Overview#

Repository: github.com/NVIDIA/TensorRT-Edge-LLM

For the NVIDIA DRIVE platform, please refer to the documentation shipped with the DriveOS release

What is TensorRT Edge-LLM?#

TensorRT Edge-LLM is NVIDIA’s high-performance C++ inference runtime for Large Language Models (LLMs) and Vision-Language Models (VLMs) on embedded platforms. It enables efficient deployment of state-of-the-art language models on resource-constrained devices such as NVIDIA Jetson and NVIDIA DRIVE platforms.

Supported Platforms#

Hardware Platforms#

Officially Supported Platforms:

Platform	Software Release	Link
NVIDIA Jetson Thor	JetPack 7.1	JetPack Website
NVIDIA DRIVE Thor	NVIDIA DriveOS 7	For details refer to NVIDIA DriveOS 7 release documentation

Note: The platforms listed above are officially supported and tested. While TensorRT Edge-LLM may run on other NVIDIA GPU platforms (for example, discrete GPUs, other Jetson devices), these are not officially supported but may be used for experimental purposes.

Compatible Platforms:

Platform	Software Release
NVIDIA Jetson Orin	JetPack 6.2.x

Note: TensorRT Edge-LLM will officially support Jetson Orin via later JetPack releases.
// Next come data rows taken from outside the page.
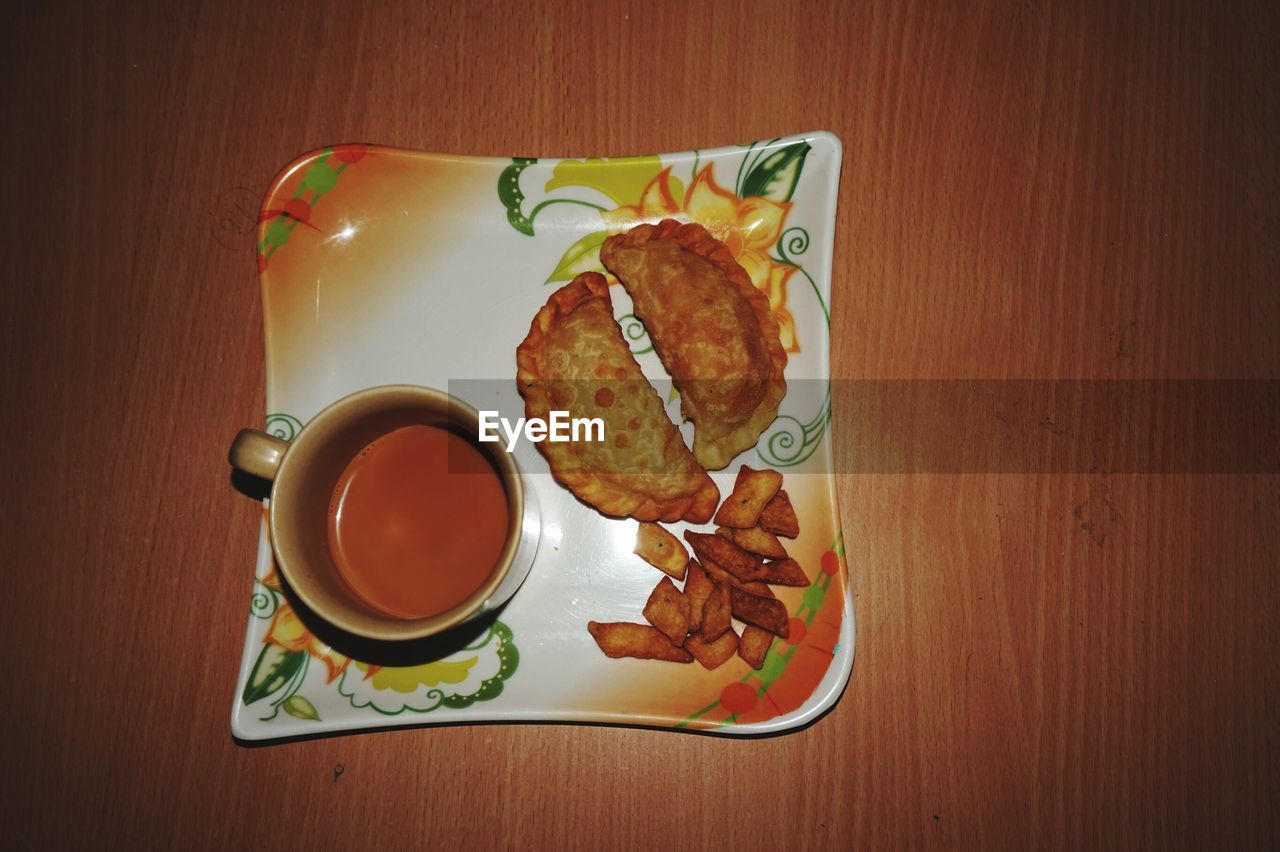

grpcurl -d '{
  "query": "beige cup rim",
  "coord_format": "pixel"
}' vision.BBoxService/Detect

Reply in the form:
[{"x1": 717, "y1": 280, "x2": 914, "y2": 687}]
[{"x1": 268, "y1": 385, "x2": 525, "y2": 641}]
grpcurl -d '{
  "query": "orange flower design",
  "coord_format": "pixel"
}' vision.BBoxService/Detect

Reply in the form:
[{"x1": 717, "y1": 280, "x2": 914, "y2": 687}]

While JetPack 6.2.x is compatible, the support is experimental.

Supported Model Families#

TensorRT Edge-LLM supports a wide range of state-of-the-art models:

Large Language Models: Llama 3.x, Qwen 2/2.5/3, DeepSeek-R1 Distilled
Vision-Language Models: Qwen2/2.5/3-VL, InternVL3-1B-hf, InternVL3-2B-hf, Phi-4-Multimodal
Quantization: FP16, FP8 (SM89+), INT4 AWQ/GPTQ, NVFP4 (SM100+)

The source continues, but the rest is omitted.